The Roundtable comment letter also recommends certain changes to the proposed regulations to bring the rules more in line with the legislative intent when Congress enacted section 1061.  The Roundtable recommendations include the following:

  • Provide a safe harbor to allow funds borrowed by a general partner to qualify as a capital interest in the partnership.  Investors frequently require a general partner to co-invest in the partnership to align the parties’ interests.  These co-investments often are financed with loans from the investors.  The proposed regulations would undermine the economics of these arrangements. The 3-year holding period would apply when an investment is made with funds borrowed from the other investors in the partnership.  The Roundtable recommends that the Treasury narrow the broad restriction on borrowed funds by creating a safe harbor for non-abusive situations.
  • Prevent improper acceleration of tax liability when a partnership interest is transferred in a nonrecognition transaction.  Section 1061(d) creates certain tax consequences for transfers of partnership interests to related parties.  The proposed regulations broadly interpret section 1061(d) to override other nonrecognition provisions in the tax code by requiring the inclusion of gross income as a result of such transfers.  The Roundtable recommends that Treasury narrow its current interpretation of the provision to avoid accelerating tax liability in the case of transfers of partnership interests to related parties in nonrecognition transactions.

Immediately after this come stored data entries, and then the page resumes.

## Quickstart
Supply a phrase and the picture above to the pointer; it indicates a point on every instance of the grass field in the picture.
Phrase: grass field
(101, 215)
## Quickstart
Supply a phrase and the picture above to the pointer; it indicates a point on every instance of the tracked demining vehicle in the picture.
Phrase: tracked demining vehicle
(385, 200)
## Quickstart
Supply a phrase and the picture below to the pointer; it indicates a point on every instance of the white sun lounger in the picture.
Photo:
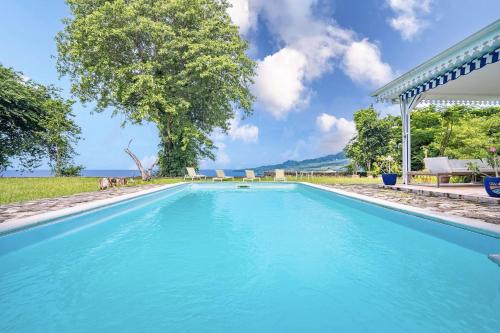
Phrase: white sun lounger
(445, 167)
(250, 175)
(193, 175)
(279, 175)
(221, 176)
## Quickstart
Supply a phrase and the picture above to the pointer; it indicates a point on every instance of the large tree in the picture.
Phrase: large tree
(180, 64)
(35, 123)
(373, 139)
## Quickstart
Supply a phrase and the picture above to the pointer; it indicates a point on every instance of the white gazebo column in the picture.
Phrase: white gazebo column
(406, 107)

  • Avoid casting too broad a net on partnerships covered by the 3-year holding period.  Congress limited section 1061 to partnership interests in businesses that raise or return capital on a regular, continuous, and substantial basis.  The proposed rules, however, largely disregard this prong of the test and could capture many real estate arrangements unintended by lawmakers, including joint ventures, operating partnerships, and others.  The Roundtable recommends that Treasury limit application of the provision to businesses that meet the statutory requirements. 

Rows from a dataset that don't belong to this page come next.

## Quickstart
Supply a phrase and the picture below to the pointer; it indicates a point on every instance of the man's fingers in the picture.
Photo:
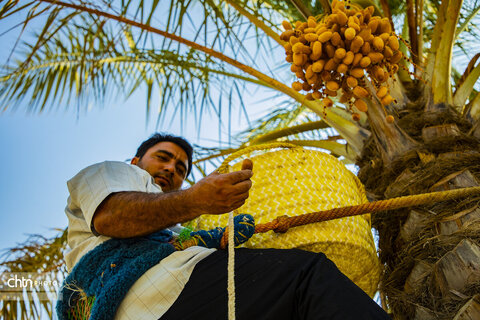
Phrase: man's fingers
(247, 164)
(239, 176)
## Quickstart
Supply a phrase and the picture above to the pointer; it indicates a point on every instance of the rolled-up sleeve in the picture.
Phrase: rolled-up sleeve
(93, 184)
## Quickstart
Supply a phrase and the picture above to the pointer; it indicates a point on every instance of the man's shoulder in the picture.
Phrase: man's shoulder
(107, 168)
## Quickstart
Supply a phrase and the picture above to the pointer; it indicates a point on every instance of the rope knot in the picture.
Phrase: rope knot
(282, 224)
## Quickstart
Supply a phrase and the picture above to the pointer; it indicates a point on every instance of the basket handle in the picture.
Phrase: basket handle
(264, 146)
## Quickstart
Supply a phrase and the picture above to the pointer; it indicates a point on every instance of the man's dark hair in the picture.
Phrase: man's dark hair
(165, 137)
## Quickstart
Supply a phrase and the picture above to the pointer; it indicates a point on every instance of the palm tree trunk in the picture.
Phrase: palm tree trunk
(431, 254)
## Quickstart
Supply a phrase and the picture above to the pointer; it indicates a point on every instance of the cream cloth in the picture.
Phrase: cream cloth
(154, 292)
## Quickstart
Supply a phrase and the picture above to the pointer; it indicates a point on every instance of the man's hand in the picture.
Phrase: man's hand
(220, 193)
(131, 214)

Roundtable President and CEO Jeffrey DeBoer concludes the letter by noting, “Congress . . . narrowly drafted section 1061 to apply to specific situations.  Our comments our aimed at preserving the drafters’ intent while avoiding unnecessary disruption to common, everyday real estate partnerships—small and large—throughout the country.”

The recommendations were developed by The Roundtable’s Tax Policy Advisory Committee (TPAC).